Ich war auch dort und habe auch mitgemacht es wurden ca 60 fische zu abwaage gebracht hier mal die 1 Plätze bei diesem angeln :

1 Platz Seesaibling 44 cm 800gr. (gefangen in 35m tiefe)
1 Platz Hecht 92cm 5,34 kg (insgesammt 12 Fische in der wertung)
1  Platz Reinanke 59 cm 2,04 kg(insgesammt 11 fische in der wertung )
1 platz Schleie 45 cm 1,50kg (insgesammt 5 fische in der wertung)
1 platz karpfen 73cm 8,58kg (insgesammt 11 Fische in der wertung)
1 PlatzBarsch 40cm 900gr (insgeammt 15 fische in der wertung
1 platz aitel 50cm 1,44 kg (insgesammt 2 fische in der wertung )

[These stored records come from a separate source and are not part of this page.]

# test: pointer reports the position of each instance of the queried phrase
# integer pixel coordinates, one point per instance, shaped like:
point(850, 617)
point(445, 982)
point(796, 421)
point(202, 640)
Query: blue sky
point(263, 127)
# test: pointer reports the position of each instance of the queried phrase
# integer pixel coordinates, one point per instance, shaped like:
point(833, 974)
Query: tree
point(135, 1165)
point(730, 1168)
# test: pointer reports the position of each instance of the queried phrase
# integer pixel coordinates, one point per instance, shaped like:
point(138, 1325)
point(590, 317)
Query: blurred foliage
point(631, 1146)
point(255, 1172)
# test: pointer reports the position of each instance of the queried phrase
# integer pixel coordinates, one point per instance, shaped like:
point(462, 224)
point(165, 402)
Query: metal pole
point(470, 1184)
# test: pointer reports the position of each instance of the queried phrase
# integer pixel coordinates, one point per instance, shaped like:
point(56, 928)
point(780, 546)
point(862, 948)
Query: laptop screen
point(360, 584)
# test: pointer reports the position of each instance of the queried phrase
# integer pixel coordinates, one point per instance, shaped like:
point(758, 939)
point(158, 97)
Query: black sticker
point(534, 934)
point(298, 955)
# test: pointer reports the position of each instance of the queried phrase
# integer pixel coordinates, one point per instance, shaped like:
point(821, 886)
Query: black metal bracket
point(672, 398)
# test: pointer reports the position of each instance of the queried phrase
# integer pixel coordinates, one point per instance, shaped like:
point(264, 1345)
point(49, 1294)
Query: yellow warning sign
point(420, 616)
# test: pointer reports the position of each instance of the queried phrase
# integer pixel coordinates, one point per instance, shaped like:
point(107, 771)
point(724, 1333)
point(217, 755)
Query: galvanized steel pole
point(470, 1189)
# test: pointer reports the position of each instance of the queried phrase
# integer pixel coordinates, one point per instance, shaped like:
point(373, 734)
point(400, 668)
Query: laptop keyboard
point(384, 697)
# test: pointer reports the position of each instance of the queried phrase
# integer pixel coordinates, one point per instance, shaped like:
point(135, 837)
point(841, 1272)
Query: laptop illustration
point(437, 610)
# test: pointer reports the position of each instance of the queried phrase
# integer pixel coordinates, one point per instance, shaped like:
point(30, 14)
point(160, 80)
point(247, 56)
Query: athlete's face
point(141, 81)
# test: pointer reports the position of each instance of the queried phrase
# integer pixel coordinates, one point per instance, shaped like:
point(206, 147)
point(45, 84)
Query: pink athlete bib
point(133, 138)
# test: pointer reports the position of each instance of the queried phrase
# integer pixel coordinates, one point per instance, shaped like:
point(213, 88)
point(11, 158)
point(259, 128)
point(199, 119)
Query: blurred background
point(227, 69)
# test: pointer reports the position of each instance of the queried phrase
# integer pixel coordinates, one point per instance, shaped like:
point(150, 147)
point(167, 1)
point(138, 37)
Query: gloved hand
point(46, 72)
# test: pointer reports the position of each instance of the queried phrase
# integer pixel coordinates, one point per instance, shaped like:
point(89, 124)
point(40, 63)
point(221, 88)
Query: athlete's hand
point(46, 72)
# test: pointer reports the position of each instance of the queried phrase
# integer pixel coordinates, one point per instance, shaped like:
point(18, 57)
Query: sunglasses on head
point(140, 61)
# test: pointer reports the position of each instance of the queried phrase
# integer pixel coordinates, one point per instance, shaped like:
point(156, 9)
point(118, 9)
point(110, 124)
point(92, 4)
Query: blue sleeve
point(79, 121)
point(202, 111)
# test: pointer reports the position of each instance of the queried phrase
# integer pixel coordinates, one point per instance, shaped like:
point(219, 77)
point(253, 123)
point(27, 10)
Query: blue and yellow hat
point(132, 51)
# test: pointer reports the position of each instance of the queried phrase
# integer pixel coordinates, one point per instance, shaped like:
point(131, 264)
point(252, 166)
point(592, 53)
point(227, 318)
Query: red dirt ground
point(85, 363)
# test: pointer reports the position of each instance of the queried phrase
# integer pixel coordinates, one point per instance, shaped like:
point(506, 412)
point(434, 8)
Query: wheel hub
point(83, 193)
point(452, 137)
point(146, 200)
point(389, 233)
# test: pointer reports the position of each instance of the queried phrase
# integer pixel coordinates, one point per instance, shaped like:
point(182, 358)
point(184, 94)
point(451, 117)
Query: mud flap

dann wurden noch seeforelle von 70,72 und 77cm vor dem wertungsangeln gefangen .
mannche haben sogar mehrere barsche oder karpfen gebracht .
es war nicht das beste angeln da es meist so ist das während dem angeln viele boote auf dem see gibt ,das bringt unruhe in den see .
ich bin 1 woche unten am see und habe meine besten erfolge vor dem angeln , ich habe es nur mit 1 hecht in die wertung gebracht .
meine erfolge vor dem wertungsangeln:
12 barsche von 25 bis 32 cm
7 Hecht von 40 bis 65cm
5 Karpfen von 37 bis 52cm
Rotaugen meist nachts gefangen kann ich leider nicht zählen da es unmengen sind ,aber von 23 bis 39cm war alles dabei ,tagsüber lassen sich solche rotaugen meist nichtfangen ausser man sitzt mit einem fernglas auf dem boot und verfolgt sie wenn die nahrung von der oberfläche nehmen .
das gleiche gilt für den karpfen sie kommen den ganzen tag mit der rückenflosse auf dem wasser dann muss man sie nur noch verfolgen .

@carpdoktor.
ich fahre seid über 10 jagen an den see und habe es erst 4 mal in die wertung geschafft ,2 mal schleie ,1 mal karpfen und 1 mal hecht ,mann muss wissen wo die fische stehen oder langziehen .
ich kann dir nur soviel sagen ich stecke sehr viel arbeit in die suche der fische um zum erfolg zukommen.du wirst so gut wie keine möglichkeit haben eine reinanke oder seeforelle im flachen becken zufinden soviel kann ich dir schon mal sagen .
sonnst kannst du alle fische überall am see fangen ,nur musst du sie suchen .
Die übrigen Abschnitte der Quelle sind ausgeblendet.